Cyber Incident Victim: DHL Parcel UK

The incident involving Dhlparcel Co, a part of the shipping giant DHL, was first publicly acknowledged in late May and early June 2023. The breach was not a direct attack on DHL's own infrastructure but was instead sourced to a third-party software provider. DHL confirmed that one of its software providers was impacted by a critical vulnerability affecting MOVEit Transfer, a secure file transfer tool developed by Progress Software. This vulnerability was being actively exploited by the Russia-based Clop ransomware group. Upon being made aware of the incident, DHL quickly launched an investigation, working with relevant experts to understand the full scope and impacts.
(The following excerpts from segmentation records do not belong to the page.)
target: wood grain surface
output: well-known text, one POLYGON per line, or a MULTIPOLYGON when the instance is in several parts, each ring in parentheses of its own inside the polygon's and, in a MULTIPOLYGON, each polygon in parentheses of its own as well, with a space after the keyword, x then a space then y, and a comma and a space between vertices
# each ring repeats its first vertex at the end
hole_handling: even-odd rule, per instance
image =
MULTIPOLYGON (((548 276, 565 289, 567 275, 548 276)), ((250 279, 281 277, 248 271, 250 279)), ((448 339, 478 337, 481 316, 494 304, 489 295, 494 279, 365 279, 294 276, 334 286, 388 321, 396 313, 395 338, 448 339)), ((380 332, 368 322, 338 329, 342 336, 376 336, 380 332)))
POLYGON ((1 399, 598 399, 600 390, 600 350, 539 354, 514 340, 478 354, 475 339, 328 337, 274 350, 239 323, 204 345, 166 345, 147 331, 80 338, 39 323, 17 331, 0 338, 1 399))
The company stated that this investigation was ongoing and that it would continue to communicate with those affected as more information became available.
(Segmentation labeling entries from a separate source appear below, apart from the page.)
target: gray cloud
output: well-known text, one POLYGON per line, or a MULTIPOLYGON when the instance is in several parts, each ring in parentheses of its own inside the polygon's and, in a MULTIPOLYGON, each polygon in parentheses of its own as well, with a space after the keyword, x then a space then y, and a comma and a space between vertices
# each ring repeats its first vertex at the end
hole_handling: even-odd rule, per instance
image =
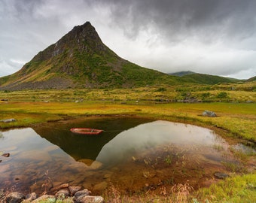
POLYGON ((141 65, 252 77, 255 8, 254 0, 0 0, 0 76, 90 21, 111 49, 141 65))

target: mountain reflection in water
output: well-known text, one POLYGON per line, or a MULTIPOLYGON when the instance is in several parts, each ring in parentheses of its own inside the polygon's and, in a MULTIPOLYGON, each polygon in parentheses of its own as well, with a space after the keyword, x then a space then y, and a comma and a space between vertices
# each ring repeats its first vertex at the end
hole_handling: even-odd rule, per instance
POLYGON ((11 156, 1 157, 0 188, 40 193, 46 174, 53 186, 69 183, 99 193, 109 183, 123 191, 157 186, 160 180, 193 179, 198 185, 210 180, 212 171, 226 171, 221 162, 233 162, 227 149, 211 130, 167 121, 122 117, 50 123, 2 132, 1 152, 11 156), (70 132, 73 127, 105 131, 78 135, 70 132))

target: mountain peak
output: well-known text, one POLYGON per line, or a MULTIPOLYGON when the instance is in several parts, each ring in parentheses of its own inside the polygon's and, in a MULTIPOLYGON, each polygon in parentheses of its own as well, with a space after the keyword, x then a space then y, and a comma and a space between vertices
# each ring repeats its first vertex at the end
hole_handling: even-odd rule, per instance
POLYGON ((0 78, 0 89, 130 87, 169 80, 166 77, 119 57, 86 22, 40 51, 17 73, 0 78))
POLYGON ((71 55, 75 50, 104 51, 105 46, 101 41, 95 28, 90 22, 75 26, 70 32, 61 38, 56 43, 40 51, 32 60, 45 61, 55 57, 69 50, 71 55))

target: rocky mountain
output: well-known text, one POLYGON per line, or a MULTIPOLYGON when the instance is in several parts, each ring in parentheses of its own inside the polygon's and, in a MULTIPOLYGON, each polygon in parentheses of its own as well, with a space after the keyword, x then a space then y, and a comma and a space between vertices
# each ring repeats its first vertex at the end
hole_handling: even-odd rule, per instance
POLYGON ((176 82, 175 77, 119 57, 87 22, 39 52, 17 72, 1 77, 0 89, 132 87, 176 82))
POLYGON ((252 82, 252 81, 256 81, 256 76, 252 77, 246 80, 246 82, 252 82))

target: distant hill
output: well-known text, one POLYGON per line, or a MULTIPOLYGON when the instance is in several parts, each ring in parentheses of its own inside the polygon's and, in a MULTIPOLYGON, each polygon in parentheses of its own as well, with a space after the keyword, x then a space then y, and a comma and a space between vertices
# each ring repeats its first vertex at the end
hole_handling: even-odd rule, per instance
POLYGON ((221 77, 217 75, 210 75, 206 74, 190 74, 181 77, 187 83, 194 83, 200 84, 216 84, 221 83, 234 83, 239 80, 221 77))
POLYGON ((229 82, 232 80, 191 71, 169 75, 132 63, 105 46, 95 28, 87 22, 40 51, 17 72, 0 77, 0 90, 229 82))
POLYGON ((251 78, 246 80, 245 82, 252 82, 252 81, 256 81, 256 76, 252 77, 251 77, 251 78))
POLYGON ((121 59, 87 22, 40 51, 17 72, 0 78, 0 89, 131 87, 175 83, 175 77, 121 59))
POLYGON ((170 75, 178 76, 182 80, 187 83, 200 83, 200 84, 216 84, 220 83, 233 83, 239 80, 221 77, 218 75, 211 75, 206 74, 199 74, 193 71, 179 71, 169 74, 170 75))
Specifically for its UK operations, DHL confirmed it utilized the services of Zellis, a UK payroll provider. Zellis had itself fallen victim to a successful cyberattack because it used the vulnerable MOVEit software. The attack on Zellis was part of the same broader campaign by the Clop group, which had exploited the zero-day vulnerability in MOVEit. As a result of the compromise at Zellis, the personal data of DHL employees was accessed. The types of employee data exposed included employee number, first name, surname, date of birth, National Insurance number, the first line of their home address, email address, employment start date, and employment end date. The breach did not affect customer information, and banking details were not accessed.
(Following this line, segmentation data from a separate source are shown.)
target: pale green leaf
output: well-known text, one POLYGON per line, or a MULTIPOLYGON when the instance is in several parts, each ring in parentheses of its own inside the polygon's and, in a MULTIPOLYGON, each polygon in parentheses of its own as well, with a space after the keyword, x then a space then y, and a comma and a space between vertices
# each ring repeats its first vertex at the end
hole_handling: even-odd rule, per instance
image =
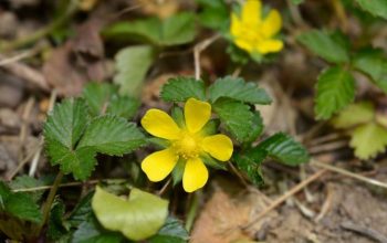
POLYGON ((345 63, 349 61, 346 46, 325 31, 304 32, 297 36, 297 41, 328 62, 345 63))
POLYGON ((138 96, 145 75, 154 61, 154 49, 149 45, 129 46, 121 50, 116 56, 114 83, 122 95, 138 96))
POLYGON ((310 159, 306 149, 300 142, 282 133, 266 138, 258 148, 266 150, 270 157, 287 166, 297 166, 310 159))
POLYGON ((385 127, 368 123, 352 131, 351 147, 355 149, 356 157, 369 159, 384 152, 387 146, 387 130, 385 127))
POLYGON ((369 102, 351 104, 333 120, 336 128, 351 128, 353 126, 372 122, 375 116, 374 105, 369 102))
POLYGON ((122 156, 145 144, 135 124, 116 116, 102 116, 87 126, 77 148, 93 148, 111 156, 122 156))
POLYGON ((386 0, 356 0, 362 9, 373 15, 381 17, 387 20, 387 1, 386 0))
POLYGON ((105 229, 119 231, 134 241, 156 234, 168 215, 168 201, 135 188, 124 200, 97 187, 92 208, 105 229))
POLYGON ((341 67, 330 67, 318 76, 315 113, 317 119, 328 119, 355 98, 355 80, 341 67))
POLYGON ((228 97, 243 103, 266 105, 271 98, 257 84, 244 82, 243 78, 226 76, 218 78, 210 87, 210 101, 215 103, 220 97, 228 97))
POLYGON ((212 105, 224 128, 239 141, 249 138, 254 114, 243 103, 221 98, 212 105))
POLYGON ((165 102, 186 102, 188 98, 205 101, 205 83, 194 77, 174 77, 163 86, 160 97, 165 102))

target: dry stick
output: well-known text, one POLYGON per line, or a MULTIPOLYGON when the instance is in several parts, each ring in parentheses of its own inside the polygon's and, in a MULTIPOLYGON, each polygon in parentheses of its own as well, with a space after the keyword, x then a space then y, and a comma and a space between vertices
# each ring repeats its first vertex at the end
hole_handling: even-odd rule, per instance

The Clop ransomware group had been exploiting this particular MOVEit vulnerability for nearly two months. The group employed a strategy of mass-scale data theft rather than deploying encryption ransomware. After breaching a system, they exfiltrated sensitive data and then extorted the victim organizations by threatening to publish the stolen information on their darknet leak site. On June 6, 2023, Clop posted a notice claiming it had information on "hundreds of companies" and issued an ultimatum, warning affected organisations to contact them by June 14, 2023, to agree to a ransom payment or have their data published.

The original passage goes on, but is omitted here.